On Tue, Aug 20, 2024 at 10:00:35PM +0800, Greg Kroah-Hartman wrote:
On Tue, Aug 20, 2024 at 09:49:59PM +0800, Miao Wang wrote:
Hi,
2024?8?20? 21:36,Greg Kroah-Hartman gregkh@linuxfoundation.org ??:
On Tue, Aug 20, 2024 at 09:19:04PM +0800, Miao Wang wrote:
Hi, Greg
I saw you have included commit 7697a0fe0154 ("LoongArch: Define __ARCH_WANT_NEW_STAT in unistd.h") in your stable trees, which actually introduced new sys calls newfstatat and fstat to Loongarch.
See the documentation in that commit for why it was done.
Thanks for your explanation. I totally understand the necessity of re-introducing thees two syscalls. I just wonder whether there is any limitation on what can be included in to the stable trees. If there was no limitation, theoretically, I could also maintain a so-called stable tree by applying all the patches from torvalds' tree, except those that bumps the version number. Apparently such a "stable" tree is far from stable.
Or you could do the opposite, something that I have seen vendors do, and just bump the kernel version number to try to "claim" they updated their kernel to a more secure one (i.e. one that fixed loads of known issues), but they really didn't.

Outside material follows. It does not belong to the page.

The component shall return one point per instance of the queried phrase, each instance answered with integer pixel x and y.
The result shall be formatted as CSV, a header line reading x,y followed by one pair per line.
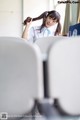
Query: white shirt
x,y
35,33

Some of those who do that don't even notice what they're missing. I've seen some BSP kernels "forward-ported" by merging the next bunch of stable versions, trying to fix rejects by hand with the usual ratio of failures, but after that since that version is part of the history, it's impossible to figure what's really missing or not. Some people don't seem to realize that *merging* code can actually result in *removing* fixes. So they don't even need cheat on their versions, they're genuinely believing they're OK... which is worse!